Image-generating algorithms, notably Google Research’s Imagen and Open AI’s DALL-E 2, have sparked a lot of interest recently. Whether you want to see a painting of a fox sitting in a field at sunrise in the style of Claude Monet or a majestic oil painting of a raccoon Queen wearing a red French royal gown, both systems combine natural language processing artificial intelligence (AI) with massive image training sets to produce extremely impressive results.
However, with the majority of people unable to access these two systems, the DALL-E 2’s predecessor, the DALL-E mini, has seen a comeback in popularity. Though it isn’t as stunning or realistic as the newest software, it is simple to use and produces some attractive (and, depending on the supplied text, strange or screwed up) outcomes. As it turns out, the only restriction is your imagination. Here are a few of our personal favorites, as well as a couple that will make you wish people didn’t have imaginations.

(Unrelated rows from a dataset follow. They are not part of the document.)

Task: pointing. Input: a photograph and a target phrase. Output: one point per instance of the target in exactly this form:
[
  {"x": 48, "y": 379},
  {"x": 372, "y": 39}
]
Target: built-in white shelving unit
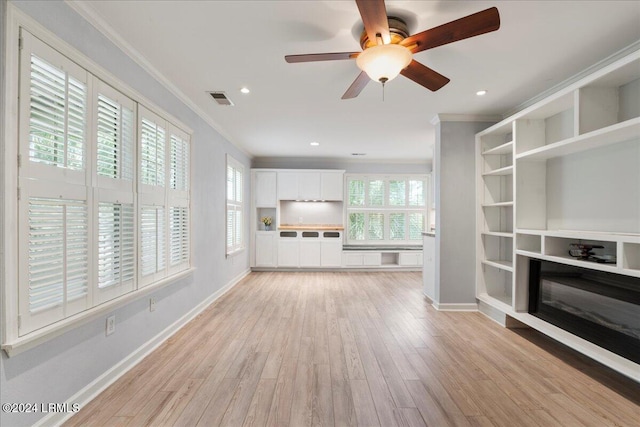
[{"x": 564, "y": 170}]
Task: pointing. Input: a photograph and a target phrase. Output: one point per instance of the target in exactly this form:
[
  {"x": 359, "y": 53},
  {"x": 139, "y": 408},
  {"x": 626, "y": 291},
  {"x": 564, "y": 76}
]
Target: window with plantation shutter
[
  {"x": 152, "y": 148},
  {"x": 235, "y": 206},
  {"x": 179, "y": 177},
  {"x": 57, "y": 261},
  {"x": 103, "y": 197},
  {"x": 387, "y": 210},
  {"x": 178, "y": 235},
  {"x": 116, "y": 249},
  {"x": 152, "y": 243},
  {"x": 115, "y": 135}
]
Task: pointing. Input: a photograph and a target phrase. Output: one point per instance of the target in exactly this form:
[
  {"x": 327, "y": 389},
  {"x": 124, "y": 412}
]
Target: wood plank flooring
[{"x": 358, "y": 349}]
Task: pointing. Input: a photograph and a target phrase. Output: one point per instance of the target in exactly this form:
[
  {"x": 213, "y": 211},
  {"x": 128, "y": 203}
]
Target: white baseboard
[
  {"x": 455, "y": 307},
  {"x": 97, "y": 386}
]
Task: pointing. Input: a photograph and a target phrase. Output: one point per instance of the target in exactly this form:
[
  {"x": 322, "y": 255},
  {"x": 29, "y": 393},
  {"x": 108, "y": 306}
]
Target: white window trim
[
  {"x": 9, "y": 214},
  {"x": 235, "y": 249},
  {"x": 385, "y": 209}
]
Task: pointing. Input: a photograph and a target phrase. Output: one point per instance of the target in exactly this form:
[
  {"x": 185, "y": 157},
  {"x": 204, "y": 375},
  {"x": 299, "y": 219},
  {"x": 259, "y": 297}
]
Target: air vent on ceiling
[{"x": 221, "y": 98}]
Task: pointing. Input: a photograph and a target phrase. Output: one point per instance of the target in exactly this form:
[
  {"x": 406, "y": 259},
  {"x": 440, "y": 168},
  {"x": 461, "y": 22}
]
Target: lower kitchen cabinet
[
  {"x": 331, "y": 254},
  {"x": 265, "y": 249},
  {"x": 288, "y": 251}
]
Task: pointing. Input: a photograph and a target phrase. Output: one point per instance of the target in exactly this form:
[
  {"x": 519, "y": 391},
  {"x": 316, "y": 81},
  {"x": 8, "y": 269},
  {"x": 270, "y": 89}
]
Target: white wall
[
  {"x": 455, "y": 193},
  {"x": 56, "y": 370}
]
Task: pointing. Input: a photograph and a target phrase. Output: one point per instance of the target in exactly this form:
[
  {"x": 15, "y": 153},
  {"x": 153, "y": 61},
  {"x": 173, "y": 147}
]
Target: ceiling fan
[{"x": 388, "y": 48}]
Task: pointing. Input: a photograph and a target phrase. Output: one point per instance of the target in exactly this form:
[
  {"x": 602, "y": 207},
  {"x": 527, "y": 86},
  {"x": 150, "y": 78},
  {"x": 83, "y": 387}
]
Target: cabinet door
[
  {"x": 309, "y": 185},
  {"x": 288, "y": 186},
  {"x": 265, "y": 189},
  {"x": 332, "y": 186},
  {"x": 265, "y": 253},
  {"x": 309, "y": 253},
  {"x": 331, "y": 254},
  {"x": 288, "y": 252}
]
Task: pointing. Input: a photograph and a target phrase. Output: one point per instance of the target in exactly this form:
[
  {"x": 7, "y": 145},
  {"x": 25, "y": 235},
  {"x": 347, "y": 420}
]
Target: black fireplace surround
[{"x": 601, "y": 307}]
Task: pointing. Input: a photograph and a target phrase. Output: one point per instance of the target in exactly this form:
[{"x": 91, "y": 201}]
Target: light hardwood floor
[{"x": 302, "y": 349}]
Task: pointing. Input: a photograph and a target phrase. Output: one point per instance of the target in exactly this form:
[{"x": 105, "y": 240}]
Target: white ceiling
[{"x": 201, "y": 46}]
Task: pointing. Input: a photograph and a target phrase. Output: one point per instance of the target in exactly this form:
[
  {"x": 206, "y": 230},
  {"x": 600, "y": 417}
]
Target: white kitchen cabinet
[
  {"x": 331, "y": 253},
  {"x": 288, "y": 251},
  {"x": 309, "y": 186},
  {"x": 264, "y": 189},
  {"x": 287, "y": 184},
  {"x": 265, "y": 249},
  {"x": 332, "y": 186},
  {"x": 309, "y": 253}
]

We introduce Imagen, a text-to-image diffusion model with unrivaled photorealism and a high level of language comprehension. Imagen relies on the strength of diffusion models in high-fidelity picture production and draws on the power of big transformer language models in interpreting text. Our main finding is that large language models (e.g. T5) pretrained on text-only corpora are surprisingly effective at encoding text for image synthesis: increasing the size of the language model in Imagen improves sample fidelity and image-text alignment much more than increasing the size of the image diffusion model.
Without ever training on the COCO dataset, Imagen obtains a new state-of-the-art FID score of 7.27, and human raters judge Imagen samples to be on par with the COCO data itself in image-text alignment. We develop DrawBench, a comprehensive and demanding benchmark for text-to-image models, to analyze text-to-image models in more depth. We use DrawBench to compare Imagen to modern approaches such as VQ-GAN+CLIP, Latent Diffusion Models, and DALL-E 2, and find that in side-by-side comparisons, human raters favor Imagen over other models in terms of sample quality and image-text alignment.